All posts in this series
- Understanding Cryptographic Terms - Cryptography 101
- All About Certificates - The Anatomy of a Certificate
- Which Types of Certificates Exist and How are They Created?
- What is the Subject Alternative Name and Why is it Important for VPN?
- Why Are Certificates Used for VPN? Best Practice Authentication
Cryptographic certificates are ubiquitous on the modern internet and every user has heard of them, but surprisingly only few know what certificates actually are, how they really work, what you can do with them, why they are so important and how to use them properly.

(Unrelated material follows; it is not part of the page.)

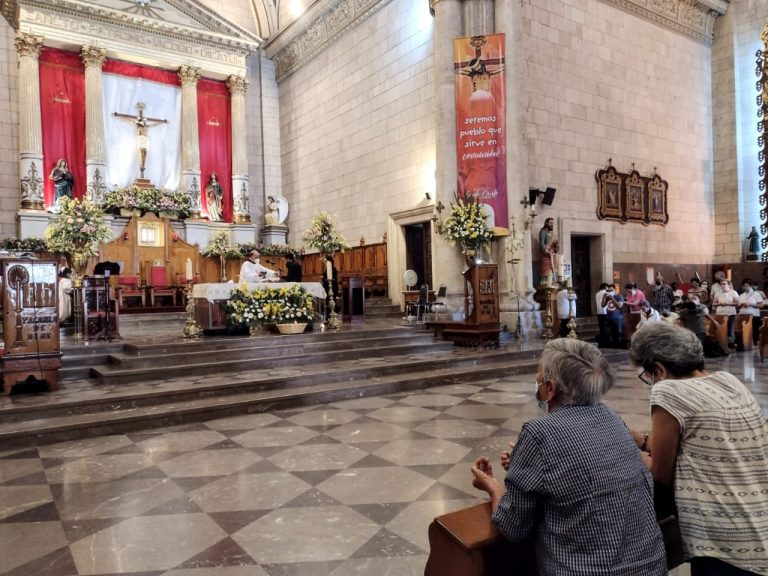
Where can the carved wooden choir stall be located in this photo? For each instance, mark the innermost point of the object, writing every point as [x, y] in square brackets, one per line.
[30, 322]
[481, 309]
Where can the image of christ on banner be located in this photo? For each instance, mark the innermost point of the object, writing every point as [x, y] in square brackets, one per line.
[480, 122]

With more and more VPN protocols supporting or even fully relying on certificates, and certificates certainly playing an increasingly important role in VPN security, it's time to close these knowledge gaps and talk about certificates in all their glory.
Cryptography 101
Before we can delve into the wonderful world of certificates, we first need to understand some basic cryptographic terms and operations, but don't worry, it will be far less technical than you might fear and there will be barely any math involved. Let's get started!
Keys
When people talk about cryptography, they often talk about "keys" but what exactly is a key? A lot of people confuse keys with passwords but a password is not a key. A key is a bunch of random looking bytes that are used to initialize a cryptographic function before performing a cryptographic operation with that function.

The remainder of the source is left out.